I’ve not had much time for blogging about customs law, as CBP enforcement seems to have increased lately. But, I did see this story come up about a seizure of money in…. suprise: Texas! Not Dulles this time.
The money seizure occurred at the Del Rio International Bridge. Just three days ago, Customs officers stopped and searched a Mexican woman driving her vehicles out of the United States. During the course of the inspection, CBP found that she had “several bundles of cash in her possession” that totaled $37,901.
Although the story does not explain how, or if, the money was hidden, it does say that she will be prosecuted for bulk cash smuggling. It’s odd that, most of the time these seizure stories form CBP in Texas explain how they money was hidden but only calls those violations a failure to report; in this case, it is not explained how the money was hidden, but is called bulk cash smuggling.

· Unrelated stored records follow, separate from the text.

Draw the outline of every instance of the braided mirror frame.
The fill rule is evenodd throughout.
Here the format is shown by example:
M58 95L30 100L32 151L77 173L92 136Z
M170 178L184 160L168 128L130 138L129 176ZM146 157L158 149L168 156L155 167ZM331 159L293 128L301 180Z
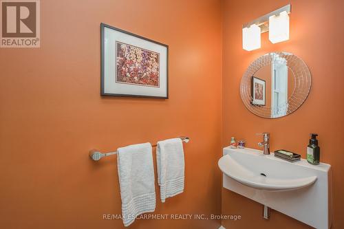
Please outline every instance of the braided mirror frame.
M312 85L312 77L308 67L302 59L291 53L270 52L256 59L248 66L242 76L240 84L240 96L244 104L250 111L259 117L266 118L277 118L272 117L270 107L252 104L251 80L252 77L261 67L272 64L273 56L276 56L276 55L286 60L288 70L292 71L294 76L294 88L291 95L288 95L288 104L285 105L288 105L286 116L295 111L302 105L308 96ZM283 116L277 118L281 117Z

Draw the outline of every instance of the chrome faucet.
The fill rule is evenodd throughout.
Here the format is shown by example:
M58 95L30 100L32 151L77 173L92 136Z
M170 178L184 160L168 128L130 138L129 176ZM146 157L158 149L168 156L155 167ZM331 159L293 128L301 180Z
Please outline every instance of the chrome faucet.
M258 145L259 146L264 146L264 149L263 150L263 153L264 154L270 154L270 143L269 143L269 139L270 139L270 133L256 133L257 135L264 135L264 142L258 143Z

It’s becoming my pet peeve.
On to the story:
U.S. Customs and Border Protection officers at the Del Rio International Bridge recently seized more than $30,000 in U.S. currency from a woman leaving the United States bound for Mexico.

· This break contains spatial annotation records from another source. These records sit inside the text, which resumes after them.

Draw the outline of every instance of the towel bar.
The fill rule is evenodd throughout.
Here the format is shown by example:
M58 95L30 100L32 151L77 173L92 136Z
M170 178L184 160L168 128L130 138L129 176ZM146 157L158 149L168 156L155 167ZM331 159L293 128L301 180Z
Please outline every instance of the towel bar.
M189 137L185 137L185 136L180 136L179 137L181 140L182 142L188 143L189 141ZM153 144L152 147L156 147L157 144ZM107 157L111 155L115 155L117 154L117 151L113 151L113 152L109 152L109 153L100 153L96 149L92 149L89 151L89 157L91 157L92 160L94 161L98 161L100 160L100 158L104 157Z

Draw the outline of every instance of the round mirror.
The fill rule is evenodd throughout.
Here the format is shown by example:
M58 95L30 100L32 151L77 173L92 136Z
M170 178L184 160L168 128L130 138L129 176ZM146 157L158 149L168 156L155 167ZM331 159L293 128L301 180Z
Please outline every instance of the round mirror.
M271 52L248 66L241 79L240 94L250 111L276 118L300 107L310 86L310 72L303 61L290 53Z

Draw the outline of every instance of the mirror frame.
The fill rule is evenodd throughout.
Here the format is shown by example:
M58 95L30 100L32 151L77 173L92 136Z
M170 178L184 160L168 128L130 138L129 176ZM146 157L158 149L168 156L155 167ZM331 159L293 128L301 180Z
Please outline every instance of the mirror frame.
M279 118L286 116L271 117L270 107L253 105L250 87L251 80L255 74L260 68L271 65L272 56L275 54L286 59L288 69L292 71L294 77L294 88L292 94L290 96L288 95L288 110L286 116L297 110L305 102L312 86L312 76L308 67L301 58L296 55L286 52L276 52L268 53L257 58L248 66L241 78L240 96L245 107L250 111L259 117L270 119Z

On Dec. 19, CBP officers, conducting outbound inspections at the Del Rio Port of Entry, encountered a 2010 SUV departing the United States for Mexico. During inspection, officers discovered the woman driving the SUV had several bundles of cash in her possession. Officers seized $37,901 in undeclared U.S. currency.The driver, a 30-year-old U.S. citizen residing in Mexico, was turned over to Homeland Security Investigations for federal prosecution for bulk cash smuggling – 31 USC § 5332.
“Seizing undeclared currency at ports of entry serves to deprive criminal organizations of their profits,” said Port Director Alberto D. Perez, Del Rio Port of Entry. “Large amounts of currency may be imported and exported with the proper documentation.
“Failure to report international transit of $10,000 or more could mean forfeiture of funds and criminal sanctions.”